Now, let's talk about what has happened so far in cases of acquiring land for land reform. The ANC for a very long time had a policy of acquiring land through contract -- the so-(confusing)-called willing-buyer-willing-seller principle. This meant that the parties negotiated prices -- and there are many anecdotal tales of owners who "just could not refuse the good offer" from the state.

I would estimate that about 98 percent of land for land reform purposes was transferred in this way. In the few cases that I could find of expropriation (and to find information on this is difficult), the state expropriated and paid market-value compensation.

In fact, just weeks before the Constitutional Court was able to give us guidance on the interpretation of section 25 (that I am 98 percent sure would not have been "market value") in an expropriation case, the state settled the case out of court... for, guess what? Market value.

What this means, is that the state thus far has not properly utilised section 25 at all. In 23 years the state has hardly ever used its expropriation powers for land reform, and when it has, it did not stretch section 25 to its logical limit.

So why, now, do they want to change an unused provision? What guarantee do we have that they will indeed utilise the provision, once it is there?

I think most people will agree that people need access to land and that the disparity in the ownership of land should be addressed. We might differ on how this needs to take place.

My suggestion is that conversations about compensation on expropriation should include clear guidelines on how the state will determine who gets what land –– we already sit with outstanding restitution claims that are 20 years old, because of overlapping claims –– and at the same time, consider the consequences of no compensation.

The studies are there; ways of utilising the property clause are there – but it seems the political will is not.

One example: if there is no compensation and there is a mortgage on the property, how will that mortgage be dealt with at the time of expropriation?

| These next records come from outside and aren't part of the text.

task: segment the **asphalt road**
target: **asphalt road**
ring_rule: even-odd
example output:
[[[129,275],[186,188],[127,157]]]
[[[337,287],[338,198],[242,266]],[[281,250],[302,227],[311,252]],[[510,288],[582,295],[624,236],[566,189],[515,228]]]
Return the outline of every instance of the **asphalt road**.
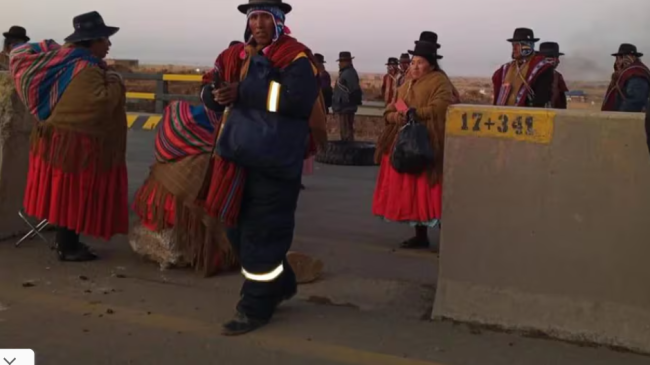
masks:
[[[133,195],[153,159],[153,134],[129,133]],[[102,260],[84,264],[59,263],[38,240],[18,249],[0,243],[0,348],[34,349],[39,365],[650,363],[429,321],[437,257],[394,249],[411,232],[371,216],[376,172],[317,166],[305,178],[294,248],[322,259],[325,275],[302,286],[268,327],[240,338],[219,335],[237,301],[236,273],[160,271],[124,237],[88,240]]]

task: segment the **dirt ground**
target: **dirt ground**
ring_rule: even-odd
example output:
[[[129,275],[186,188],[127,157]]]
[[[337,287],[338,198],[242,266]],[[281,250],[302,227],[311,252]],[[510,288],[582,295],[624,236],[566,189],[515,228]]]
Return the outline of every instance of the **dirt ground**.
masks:
[[[152,161],[153,133],[129,131],[131,196]],[[85,239],[92,263],[60,263],[38,239],[0,242],[0,348],[38,365],[647,365],[604,348],[430,321],[438,257],[396,249],[409,227],[372,216],[376,167],[316,166],[305,177],[294,249],[325,262],[271,324],[224,338],[242,279],[160,271],[125,237]],[[433,244],[438,232],[431,231]],[[1,355],[0,350],[0,355]],[[14,365],[22,365],[16,363]]]

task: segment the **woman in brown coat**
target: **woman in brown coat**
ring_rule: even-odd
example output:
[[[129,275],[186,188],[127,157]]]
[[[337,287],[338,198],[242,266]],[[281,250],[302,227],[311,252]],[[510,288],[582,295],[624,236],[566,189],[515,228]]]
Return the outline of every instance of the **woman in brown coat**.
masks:
[[[440,45],[433,32],[423,32],[416,41],[409,68],[410,79],[397,91],[396,102],[384,113],[386,127],[377,143],[376,159],[381,163],[373,199],[374,215],[390,222],[415,227],[415,237],[402,248],[429,246],[427,229],[435,227],[442,210],[442,161],[447,107],[458,95],[447,75],[440,69],[437,54]],[[402,174],[391,166],[390,153],[408,109],[415,109],[419,123],[426,125],[434,150],[434,162],[421,174]]]

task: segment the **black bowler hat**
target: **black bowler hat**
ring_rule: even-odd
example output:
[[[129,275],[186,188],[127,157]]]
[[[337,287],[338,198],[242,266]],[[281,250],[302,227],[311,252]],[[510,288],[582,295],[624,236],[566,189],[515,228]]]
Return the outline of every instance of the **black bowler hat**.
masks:
[[[508,42],[537,42],[539,38],[535,38],[535,33],[529,28],[517,28],[512,38]]]
[[[70,43],[108,38],[120,30],[118,27],[109,27],[104,24],[104,19],[96,11],[77,15],[72,19],[72,25],[74,33],[65,39]]]
[[[389,57],[388,62],[386,62],[386,66],[397,66],[399,65],[399,61],[395,57]]]
[[[623,43],[621,44],[620,47],[618,47],[618,52],[612,53],[612,56],[626,56],[626,55],[632,55],[636,57],[643,57],[643,53],[639,53],[636,50],[636,46],[633,44],[629,43]]]
[[[442,56],[438,55],[438,48],[438,35],[427,31],[420,34],[420,39],[415,41],[415,48],[409,53],[432,61],[433,58],[442,59]]]
[[[282,0],[248,0],[248,4],[241,4],[237,7],[241,13],[246,14],[248,9],[253,6],[277,6],[280,10],[289,14],[291,12],[291,5],[283,3]]]
[[[354,59],[354,57],[352,57],[352,53],[350,53],[348,51],[343,51],[343,52],[339,52],[339,59],[336,60],[336,62],[339,62],[339,61],[352,61],[353,59]]]
[[[420,40],[415,41],[413,43],[417,44],[418,42],[425,40],[430,43],[435,43],[437,48],[440,48],[440,45],[438,44],[438,35],[434,32],[429,32],[429,31],[424,31],[420,33]]]
[[[560,45],[555,42],[544,42],[539,45],[539,53],[546,57],[560,57],[564,53],[560,52]]]
[[[11,28],[9,28],[9,31],[2,33],[5,38],[16,38],[16,39],[22,39],[25,42],[29,42],[29,37],[27,36],[27,31],[25,28],[14,25]]]

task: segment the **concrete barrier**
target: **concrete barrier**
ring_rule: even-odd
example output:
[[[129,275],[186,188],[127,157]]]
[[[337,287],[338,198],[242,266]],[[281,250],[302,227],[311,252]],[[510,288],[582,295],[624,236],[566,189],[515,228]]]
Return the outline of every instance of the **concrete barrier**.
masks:
[[[650,352],[643,115],[449,109],[433,317]]]
[[[22,208],[33,117],[18,98],[8,72],[0,72],[0,240],[28,231]]]

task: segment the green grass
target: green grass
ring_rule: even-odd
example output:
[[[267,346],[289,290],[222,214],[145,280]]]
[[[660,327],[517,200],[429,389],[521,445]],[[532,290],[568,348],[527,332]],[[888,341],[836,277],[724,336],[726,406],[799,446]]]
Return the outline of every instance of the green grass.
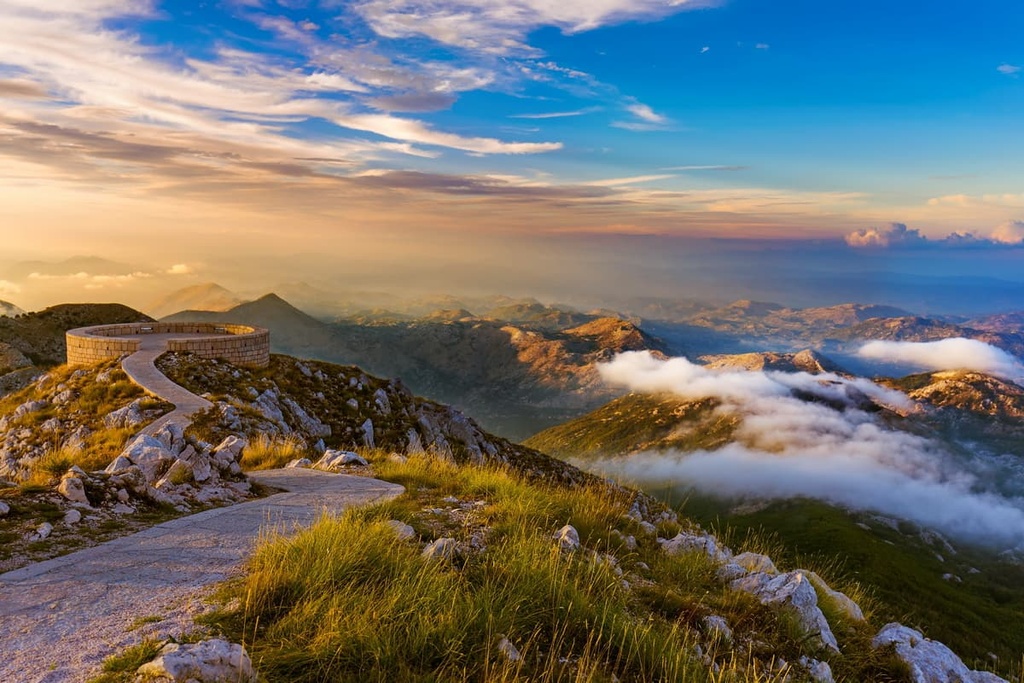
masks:
[[[242,451],[241,465],[246,471],[269,470],[308,456],[309,447],[297,436],[259,434]]]
[[[714,450],[732,440],[739,423],[718,409],[719,401],[710,398],[629,394],[535,434],[523,445],[582,460],[648,450]]]
[[[135,671],[154,659],[166,644],[167,641],[151,638],[110,656],[103,660],[103,673],[90,679],[88,683],[127,683],[134,678]]]
[[[295,536],[269,533],[245,575],[219,596],[236,606],[208,620],[246,645],[269,683],[755,683],[782,680],[774,657],[811,653],[785,613],[725,589],[706,556],[662,552],[626,515],[629,492],[366,455],[378,476],[407,494],[325,516]],[[465,505],[445,502],[453,496]],[[436,508],[455,512],[438,515]],[[412,524],[424,540],[451,536],[479,550],[452,564],[425,560],[418,544],[397,540],[388,519]],[[587,551],[558,551],[551,535],[565,523],[579,529]],[[637,538],[635,548],[625,536]],[[617,568],[601,559],[609,551]],[[693,655],[710,614],[726,617],[737,643],[705,642],[718,673]],[[899,680],[891,657],[870,651],[865,629],[841,634],[845,664],[834,666],[845,680]],[[502,638],[519,660],[499,653]],[[756,642],[764,645],[750,645]]]
[[[730,512],[730,507],[690,495],[682,510],[735,539],[737,547],[767,546],[776,561],[819,572],[824,568],[837,579],[833,587],[847,592],[880,625],[897,621],[919,629],[974,668],[992,667],[992,652],[1001,675],[1020,675],[1024,566],[1019,563],[962,545],[950,554],[923,541],[912,524],[897,530],[817,501],[777,502],[751,512]],[[858,526],[865,522],[869,530]],[[971,572],[972,567],[979,572]],[[946,581],[945,573],[963,581]],[[852,594],[857,586],[864,594]]]

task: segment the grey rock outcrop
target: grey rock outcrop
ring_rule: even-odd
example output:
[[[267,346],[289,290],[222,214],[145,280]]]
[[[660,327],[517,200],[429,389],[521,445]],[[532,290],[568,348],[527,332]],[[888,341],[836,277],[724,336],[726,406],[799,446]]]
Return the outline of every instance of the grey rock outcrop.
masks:
[[[421,554],[428,560],[452,562],[459,555],[459,544],[455,539],[437,539],[427,544]]]
[[[658,539],[658,544],[670,555],[696,551],[720,563],[727,562],[732,558],[732,552],[728,548],[720,546],[718,539],[708,533],[680,531],[668,541]]]
[[[394,530],[394,535],[402,541],[412,541],[416,538],[416,529],[398,519],[389,519],[388,526]]]
[[[367,459],[357,453],[328,449],[313,467],[322,470],[337,470],[351,465],[365,467],[369,464]]]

In theory, the banks will still hold the now ex-owner liable for the mortgage. But if that ex-owner simply refuses to pay, the bank loses, and if many ex-owners refuse, the banking system could collapse –– triggering disastrous hyperinflation.

These are complicated matters, further complicated by a delay in land reform for which the ruling party should shoulder a great deal of the blame: the studies are there; ways of utilising the property clause are there –– but it seems the political will is not.

So although "expropriation without compensation" might sound like a simple solution, things are hardly ever as simple as they seem.